For a state that has already been coping with a crippled economy for years, how bad do you see things becoming in a manufacturing state like Michigan if the national economy sinks lower during 2009? Is there any foreseeable turnaround for Michigan and similar states?

Ballard: I remain optimistic regarding the long-term prospects of the Michigan economy. But just as it will take time for the national economy time to heal, it will also take time for the Michigan economy to heal. Michigan faces a double challenge: We have to weather the national downturn, and we also have to reverse the very long-term trends that have led Michigan’s economy to grow more slowly than the national average over the last half century. In the short term, I think we can help Michigan’s economy by reforming its tax system to become more welcoming to businesses. Over the long haul, however, I believe that the key lies in the skills of our workers. We are below the national average in terms of the college attainment of our adult population. We need to reverse that.  In fact, we are underinvested in education, from pre-school to Ph.D.  One possible silver lining in the current cloudy economy is that this crisis may be severe enough to jolt us, once and for all, out of pining for the good old days of the 1950s. Those days were great for Michigan, but they are gone, and they’re not coming back. We need to take our eyes off the rearview mirror, and focus on the road ahead. Maybe this crisis will be sufficiently deep that it will help us finally to get the message.

How have consumers responded in the past year to economic trends? Do you see numbers indicating people are spending less, and/or saving more?

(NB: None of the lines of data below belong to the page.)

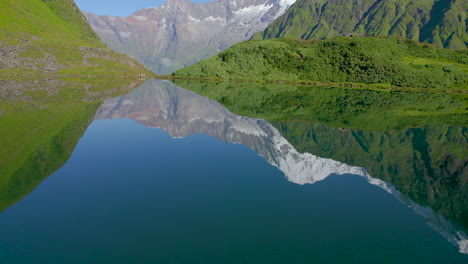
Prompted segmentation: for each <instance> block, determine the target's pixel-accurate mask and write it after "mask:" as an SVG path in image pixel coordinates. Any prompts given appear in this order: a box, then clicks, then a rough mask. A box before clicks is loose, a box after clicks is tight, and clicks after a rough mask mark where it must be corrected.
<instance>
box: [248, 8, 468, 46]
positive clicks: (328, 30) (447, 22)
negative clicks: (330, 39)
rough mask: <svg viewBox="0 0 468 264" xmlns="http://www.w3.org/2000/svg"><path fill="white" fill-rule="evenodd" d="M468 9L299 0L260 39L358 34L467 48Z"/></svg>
mask: <svg viewBox="0 0 468 264" xmlns="http://www.w3.org/2000/svg"><path fill="white" fill-rule="evenodd" d="M467 13H468V7H467V5H466V1H460V0H386V1H380V0H298V1H297V2H296V3H295V4H294V5H293V6H292V7H291V8H290V9H289V10H288V11H287V12H286V13H285V14H284V15H283V16H281V17H280V18H279V19H277V20H276V21H275V22H274V23H272V24H271V25H270V26H269V27H268V28H266V29H265V30H264V31H263V32H259V33H257V34H256V35H255V37H254V38H256V39H262V38H263V39H267V38H278V37H295V38H302V39H311V38H330V37H335V36H340V35H349V34H352V33H354V34H358V35H369V36H392V37H405V38H409V39H412V40H418V41H421V42H428V43H433V44H434V45H436V46H438V47H445V48H452V49H466V47H467V44H468V34H467V32H468V26H467V25H468V16H467Z"/></svg>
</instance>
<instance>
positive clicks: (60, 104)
mask: <svg viewBox="0 0 468 264" xmlns="http://www.w3.org/2000/svg"><path fill="white" fill-rule="evenodd" d="M140 83H141V82H140V81H136V82H132V81H131V80H129V79H116V78H99V79H96V78H84V77H76V78H61V79H43V80H29V81H16V80H0V86H1V87H2V88H3V90H2V94H0V95H1V98H2V99H5V98H6V99H7V100H0V144H1V146H2V148H1V149H0V212H1V211H3V210H4V209H6V208H7V207H9V206H10V205H12V204H13V203H15V202H17V201H18V200H20V199H21V198H22V197H24V196H25V195H27V194H28V193H29V192H31V191H32V190H33V189H34V188H35V187H36V186H37V185H38V184H39V183H40V182H41V181H42V180H44V179H45V178H46V177H47V176H49V175H50V174H52V173H53V172H55V171H56V170H57V169H59V168H60V167H61V166H62V165H63V164H64V163H65V162H66V161H67V160H68V158H69V157H70V155H71V153H72V151H73V149H74V147H75V145H76V143H77V142H78V140H79V139H80V138H81V136H82V135H83V133H84V132H85V130H86V128H87V126H88V125H89V123H90V122H91V121H92V120H93V117H94V114H95V112H96V110H97V109H98V108H99V106H100V105H101V102H102V100H103V99H104V98H106V97H112V96H117V95H121V94H124V93H126V92H128V91H129V90H131V89H133V88H135V87H136V86H137V85H139V84H140Z"/></svg>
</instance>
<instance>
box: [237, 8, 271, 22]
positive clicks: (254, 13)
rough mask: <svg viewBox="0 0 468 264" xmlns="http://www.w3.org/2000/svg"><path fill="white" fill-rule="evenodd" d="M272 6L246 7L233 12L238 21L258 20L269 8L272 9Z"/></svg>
mask: <svg viewBox="0 0 468 264" xmlns="http://www.w3.org/2000/svg"><path fill="white" fill-rule="evenodd" d="M272 7H273V5H265V4H263V5H258V6H248V7H244V8H241V9H239V10H237V11H234V12H233V13H234V15H235V16H236V17H237V18H238V19H242V20H250V19H252V18H260V17H262V16H263V15H264V14H265V13H266V12H268V10H270V8H272Z"/></svg>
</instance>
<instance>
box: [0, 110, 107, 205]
mask: <svg viewBox="0 0 468 264" xmlns="http://www.w3.org/2000/svg"><path fill="white" fill-rule="evenodd" d="M98 108H99V104H98V103H91V104H90V103H87V104H82V105H76V106H75V107H73V112H69V113H65V114H62V113H60V115H61V116H60V117H57V119H55V120H50V119H49V118H46V119H36V120H35V121H34V124H30V126H31V127H32V126H35V128H37V129H40V130H41V132H38V133H33V134H32V135H31V137H30V136H28V140H27V141H28V144H27V145H24V144H23V145H22V146H21V148H23V149H27V151H26V152H25V151H21V150H20V152H19V153H18V154H17V153H13V155H12V156H10V155H9V156H8V158H7V162H8V163H7V164H2V169H1V178H0V180H1V181H0V190H1V191H0V212H1V211H3V210H5V209H6V208H8V207H9V206H10V205H12V204H14V203H15V202H17V201H18V200H20V199H21V198H22V197H24V196H25V195H27V194H29V193H30V192H31V191H32V190H33V189H34V188H35V187H36V186H37V185H39V184H40V183H41V182H42V181H43V180H44V179H45V178H46V177H47V176H49V175H50V174H52V173H53V172H55V171H56V170H58V169H59V168H60V167H61V166H62V165H63V164H64V163H65V162H66V161H67V160H68V158H69V157H70V155H71V153H72V151H73V149H74V148H75V145H76V143H77V142H78V140H79V139H80V138H81V136H82V135H83V133H84V131H85V130H86V127H87V126H88V125H89V123H90V122H91V120H92V119H93V117H94V113H95V112H96V111H97V109H98ZM57 110H62V108H60V107H58V108H57ZM49 114H50V112H49ZM56 114H58V113H56ZM36 121H37V122H36ZM18 140H20V139H18ZM30 144H32V146H31V145H30ZM2 156H3V155H2ZM4 161H5V160H4V159H3V157H2V163H4Z"/></svg>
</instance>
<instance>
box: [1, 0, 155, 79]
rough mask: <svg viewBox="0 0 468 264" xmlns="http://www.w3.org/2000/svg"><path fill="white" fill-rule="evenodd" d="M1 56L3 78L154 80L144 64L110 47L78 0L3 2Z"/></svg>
mask: <svg viewBox="0 0 468 264" xmlns="http://www.w3.org/2000/svg"><path fill="white" fill-rule="evenodd" d="M0 51H3V52H2V61H3V62H4V63H3V64H0V66H2V67H0V75H3V76H12V75H17V74H25V73H29V74H43V73H49V74H50V73H54V74H87V75H113V76H115V75H130V76H136V75H137V74H138V73H144V74H148V75H151V72H149V71H148V70H146V69H145V68H144V67H143V66H141V65H140V64H139V63H138V62H136V61H134V60H132V59H130V58H128V57H127V56H125V55H122V54H119V53H116V52H113V51H110V50H109V49H108V48H107V47H105V45H104V44H103V43H102V42H101V41H100V39H99V37H98V36H97V35H96V34H95V33H94V32H93V31H92V29H91V27H90V26H89V25H88V23H87V22H86V19H85V17H84V16H83V14H82V13H81V12H80V11H79V9H78V8H77V7H76V5H75V3H74V1H73V0H21V1H16V0H3V1H1V2H0ZM104 68H105V69H104Z"/></svg>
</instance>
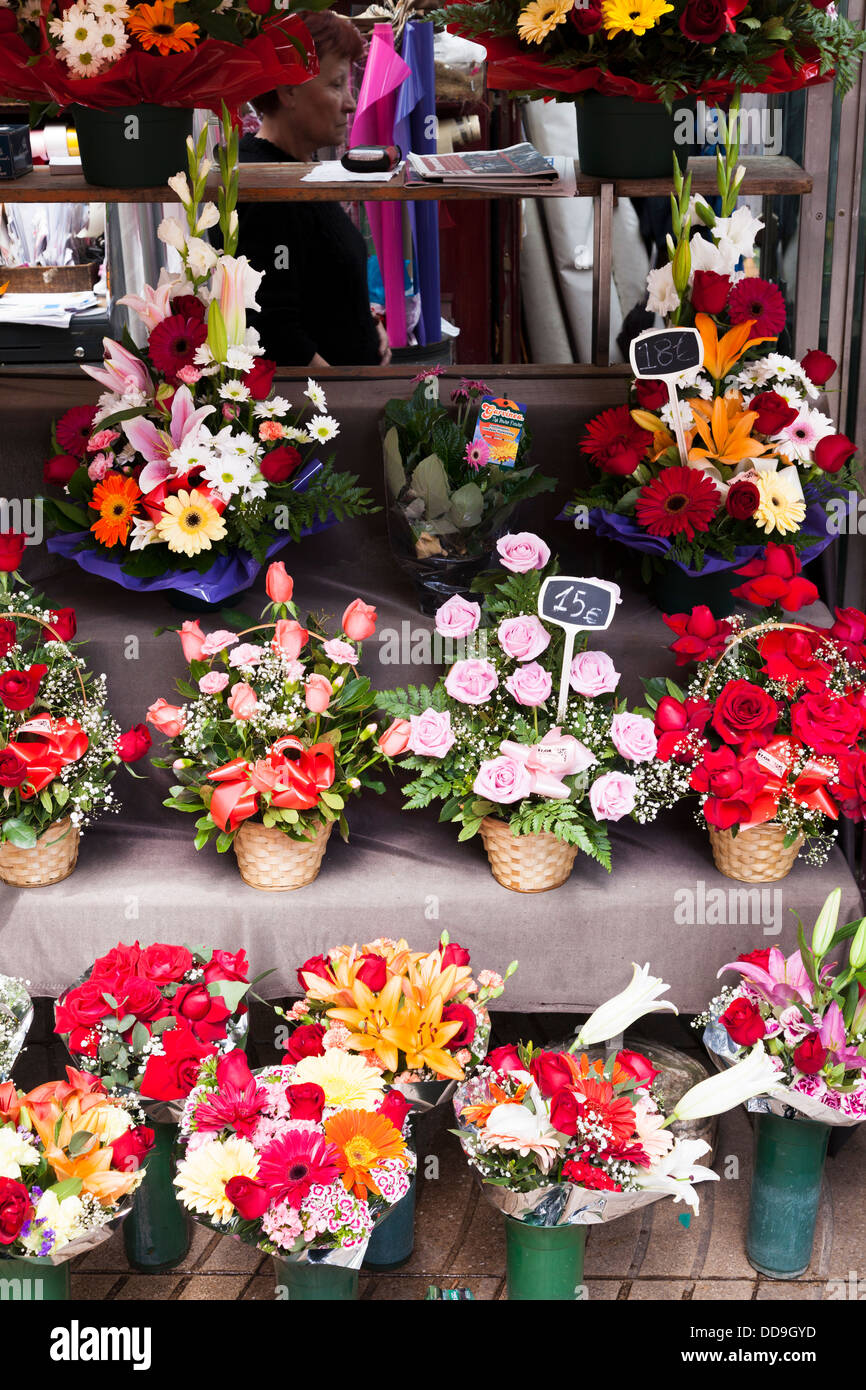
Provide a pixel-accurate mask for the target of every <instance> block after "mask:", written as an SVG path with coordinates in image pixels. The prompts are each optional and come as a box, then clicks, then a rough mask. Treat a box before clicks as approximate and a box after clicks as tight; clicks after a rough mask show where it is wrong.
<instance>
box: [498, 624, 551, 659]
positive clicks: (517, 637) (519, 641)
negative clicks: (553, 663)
mask: <svg viewBox="0 0 866 1390" xmlns="http://www.w3.org/2000/svg"><path fill="white" fill-rule="evenodd" d="M496 637H498V638H499V645H500V648H502V651H503V652H505V653H506V656H513V657H514V660H516V662H531V660H534V657H537V656H541V653H542V652H544V651H545V648H546V646H549V645H550V634H549V632H548V630H546V627H545V626H544V623H541V621H539V619H537V617H534V616H532V614H530V613H520V614H518V616H517V617H503V620H502V623H500V624H499V627H498V630H496Z"/></svg>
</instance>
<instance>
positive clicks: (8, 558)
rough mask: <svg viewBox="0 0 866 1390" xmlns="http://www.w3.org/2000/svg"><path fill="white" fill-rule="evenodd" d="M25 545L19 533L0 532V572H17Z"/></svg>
mask: <svg viewBox="0 0 866 1390" xmlns="http://www.w3.org/2000/svg"><path fill="white" fill-rule="evenodd" d="M25 545H26V537H25V535H24V534H22V532H21V531H0V570H6V571H7V573H8V571H11V570H17V569H18V566H19V564H21V556H22V555H24V548H25Z"/></svg>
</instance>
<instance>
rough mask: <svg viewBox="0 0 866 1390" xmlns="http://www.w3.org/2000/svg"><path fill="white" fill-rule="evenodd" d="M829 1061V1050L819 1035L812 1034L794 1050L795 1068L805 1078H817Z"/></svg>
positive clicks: (804, 1039)
mask: <svg viewBox="0 0 866 1390" xmlns="http://www.w3.org/2000/svg"><path fill="white" fill-rule="evenodd" d="M826 1061H827V1048H826V1047H824V1044H823V1042H822V1040H820V1038H819V1036H817V1033H810V1034H809V1037H808V1038H803V1041H802V1042H801V1044H799V1047H795V1048H794V1066H795V1068H796V1070H798V1072H802V1073H803V1076H815V1073H816V1072H820V1070H822V1068H823V1065H824V1062H826Z"/></svg>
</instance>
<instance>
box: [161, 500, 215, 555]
mask: <svg viewBox="0 0 866 1390" xmlns="http://www.w3.org/2000/svg"><path fill="white" fill-rule="evenodd" d="M164 506H165V512H164V514H163V517H161V518H160V520H158V521H157V527H156V530H157V535H158V538H160V541H165V543H167V546H168V549H170V550H175V552H177V553H178V555H197V553H199V550H210V546H211V541H221V539H222V537H224V535H225V521H224V520H222V517H221V516H220V513H218V512H217V509H215V507H214V505H213V502H209V500H207V498H206V496H204V493H203V492H199V491H197V488H193V491H192V492H178V495H177V498H165V503H164Z"/></svg>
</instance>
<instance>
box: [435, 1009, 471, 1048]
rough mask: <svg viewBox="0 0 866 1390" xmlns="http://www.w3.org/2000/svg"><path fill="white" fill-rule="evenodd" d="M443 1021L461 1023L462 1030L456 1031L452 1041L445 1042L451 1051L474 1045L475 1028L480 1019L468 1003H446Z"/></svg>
mask: <svg viewBox="0 0 866 1390" xmlns="http://www.w3.org/2000/svg"><path fill="white" fill-rule="evenodd" d="M442 1022H443V1023H459V1024H460V1031H459V1033H455V1036H453V1038H452V1040H450V1042H446V1044H445V1047H446V1048H448V1049H449V1052H455V1051H456V1049H457V1048H460V1047H471V1045H473V1038H474V1037H475V1029H477V1027H478V1019H477V1017H475V1015H474V1013H473V1011H471V1009H470V1006H468V1004H446V1005H445V1008H443V1009H442Z"/></svg>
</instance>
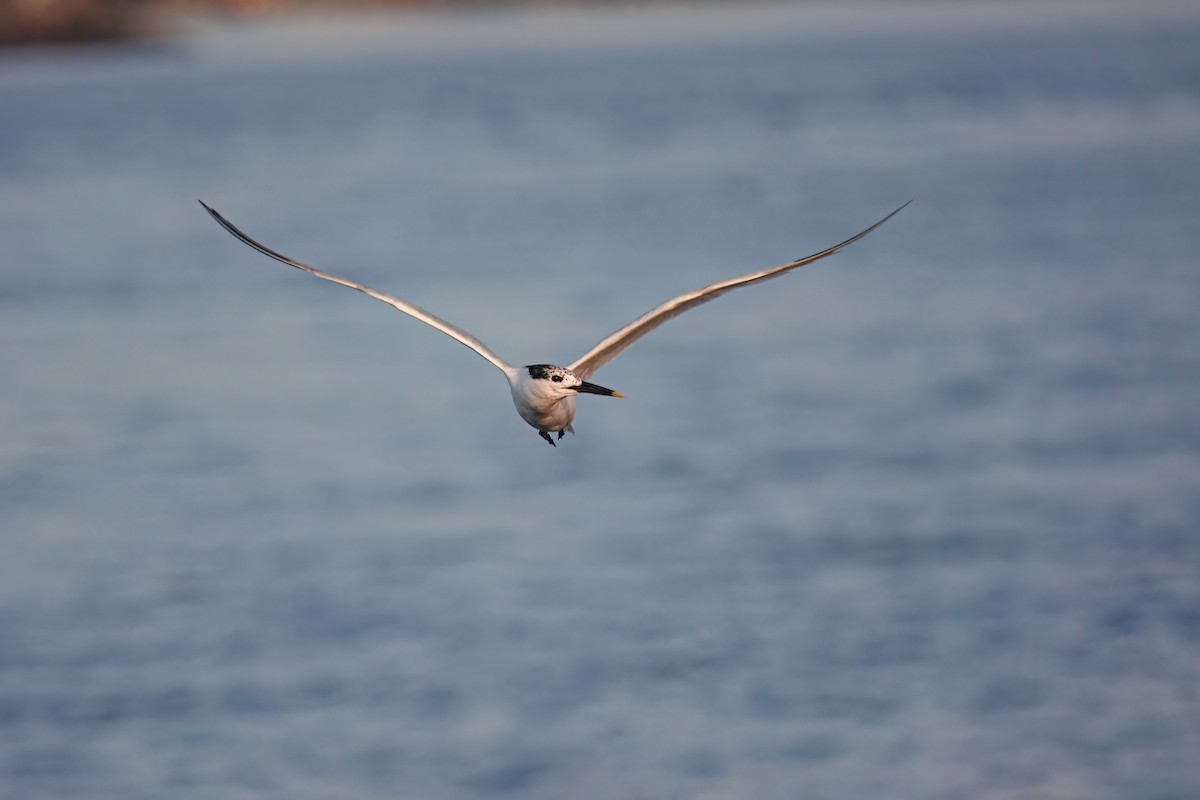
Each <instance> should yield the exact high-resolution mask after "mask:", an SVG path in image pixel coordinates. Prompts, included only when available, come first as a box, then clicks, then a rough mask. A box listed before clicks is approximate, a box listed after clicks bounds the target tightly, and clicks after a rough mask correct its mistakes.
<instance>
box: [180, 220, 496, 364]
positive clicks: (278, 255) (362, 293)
mask: <svg viewBox="0 0 1200 800" xmlns="http://www.w3.org/2000/svg"><path fill="white" fill-rule="evenodd" d="M200 205H203V206H204V210H205V211H208V212H209V213H210V215H211V216H212V218H214V219H216V221H217V222H218V223H220V224H221V227H222V228H224V229H226V230H228V231H229V233H230V234H233V235H234V236H236V237H238V239H239V240H240V241H241V242H242V243H244V245H248V246H250V247H253V248H254V249H257V251H258V252H259V253H262V254H263V255H269V257H271V258H274V259H275V260H276V261H281V263H283V264H287V265H288V266H294V267H296V269H298V270H304V271H305V272H308V273H311V275H316V276H317V277H318V278H322V279H324V281H330V282H332V283H337V284H341V285H343V287H349V288H350V289H355V290H358V291H361V293H362V294H365V295H367V296H370V297H374V299H376V300H382V301H383V302H385V303H388V305H389V306H391V307H392V308H396V309H397V311H402V312H404V313H406V314H408V315H409V317H415V318H416V319H419V320H421V321H422V323H425V324H426V325H430V326H432V327H436V329H437V330H439V331H442V332H443V333H445V335H446V336H449V337H450V338H452V339H455V341H457V342H461V343H462V344H464V345H467V347H469V348H470V349H472V350H474V351H475V353H478V354H479V355H481V356H484V357H485V359H487V360H488V361H491V362H492V363H493V365H494V366H496V367H497V368H498V369H500V371H502V372H505V373H506V372H510V371H511V369H512V367H511V366H509V365H508V363H506V362H505V361H504V360H503V359H502V357H500V356H498V355H496V354H494V353H492V351H491V350H490V349H488V348H487V345H485V344H484V343H482V342H480V341H479V339H478V338H475V337H474V336H472V335H470V333H468V332H467V331H464V330H462V329H461V327H457V326H455V325H451V324H450V323H448V321H445V320H444V319H440V318H438V317H434V315H433V314H431V313H430V312H427V311H425V309H424V308H421V307H420V306H416V305H414V303H410V302H408V301H407V300H401V299H400V297H394V296H392V295H389V294H384V293H383V291H378V290H376V289H372V288H371V287H366V285H362V284H361V283H355V282H354V281H348V279H346V278H343V277H338V276H336V275H332V273H330V272H325V271H322V270H318V269H317V267H314V266H308V265H307V264H301V263H300V261H298V260H295V259H292V258H288V257H287V255H283V254H282V253H276V252H275V251H274V249H271V248H269V247H266V246H265V245H260V243H259V242H257V241H254V240H253V239H251V237H250V236H247V235H246V234H244V233H242V231H241V230H239V229H238V228H236V225H234V224H233V223H232V222H229V221H228V219H226V218H224V217H222V216H221V215H220V213H217V212H216V210H214V209H212V207H210V206H209V205H208V204H206V203H204V200H200Z"/></svg>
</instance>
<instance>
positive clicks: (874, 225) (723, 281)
mask: <svg viewBox="0 0 1200 800" xmlns="http://www.w3.org/2000/svg"><path fill="white" fill-rule="evenodd" d="M908 203H912V200H908ZM908 203H905V204H904V205H901V206H900V207H899V209H896V210H895V211H893V212H892V213H889V215H888V216H886V217H883V218H882V219H880V221H878V222H876V223H875V224H874V225H871V227H870V228H868V229H866V230H864V231H862V233H858V234H854V235H853V236H851V237H850V239H847V240H846V241H844V242H841V243H839V245H834V246H833V247H829V248H827V249H823V251H821V252H820V253H814V254H812V255H805V257H804V258H798V259H796V260H794V261H788V263H787V264H780V265H779V266H773V267H770V269H767V270H761V271H758V272H750V273H749V275H743V276H740V277H737V278H730V279H728V281H721V282H719V283H712V284H709V285H707V287H704V288H702V289H696V290H695V291H689V293H686V294H682V295H679V296H678V297H672V299H671V300H667V301H666V302H665V303H662V305H661V306H658V307H655V308H652V309H650V311H648V312H646V313H644V314H642V315H641V317H638V318H637V319H635V320H634V321H631V323H630V324H629V325H625V327H623V329H620V330H619V331H616V332H613V333H611V335H610V336H608V337H607V338H605V339H604V341H602V342H600V343H599V344H596V345H595V347H594V348H592V349H590V350H588V351H587V354H584V355H583V356H582V357H581V359H578V360H577V361H576V362H575V363H572V365H571V371H572V372H574V373H575V374H577V375H578V377H581V378H583V379H587V378H588V375H590V374H592V373H594V372H595V371H596V369H599V368H600V367H602V366H604V365H606V363H608V362H610V361H612V360H613V359H616V357H617V355H618V354H619V353H620V351H622V350H624V349H625V348H628V347H629V345H630V344H632V343H634V342H636V341H637V339H640V338H642V337H643V336H646V335H647V333H649V332H650V331H653V330H654V329H655V327H658V326H659V325H661V324H662V323H665V321H667V320H668V319H671V318H672V317H678V315H679V314H682V313H683V312H685V311H688V309H689V308H695V307H696V306H698V305H701V303H706V302H708V301H709V300H715V299H716V297H720V296H721V295H722V294H725V293H726V291H731V290H733V289H737V288H738V287H744V285H749V284H751V283H757V282H758V281H767V279H769V278H774V277H779V276H780V275H785V273H786V272H788V271H791V270H794V269H796V267H798V266H804V265H805V264H811V263H812V261H817V260H820V259H822V258H824V257H826V255H833V254H834V253H836V252H838V251H839V249H841V248H842V247H846V246H847V245H853V243H854V242H856V241H858V240H859V239H862V237H863V236H865V235H866V234H869V233H871V231H872V230H875V229H876V228H878V227H880V225H882V224H883V223H884V222H887V221H888V219H890V218H892V217H894V216H895V215H898V213H900V209H904V207H905V205H908Z"/></svg>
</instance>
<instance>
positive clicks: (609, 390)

Ballard: Yes, consumers are spending less. In the long run, this will be a very healthy development, because Americans got away from saving, and that got us into trouble. In the short run, however, a cutback in spending is problematic, because it can exacerbate the recession. That’s why the federal government is trying to make up for some of the lost demand with the stimulus package.

How important of a role do you think credit unions have in this economy as financial institutions that are well-capitalized and have money to lend?  
Ballard: I think credit unions are more important now than ever before. Credit unions have done a much better job than many other financial institutions in terms of steering clear of some of the high-risk lending practices that have contributed to this crisis. I have little doubt that we will see increased regulation of the financial services sector, and the challenge will be to avoid throwing out the baby with the bathwater. I hope we can have appropriate increases in regulation of some of the high-risk practices that have contributed to this crisis.  On the other hand, I hope we can avoid an extreme overreaction, by which the entire sector is shackled too severely.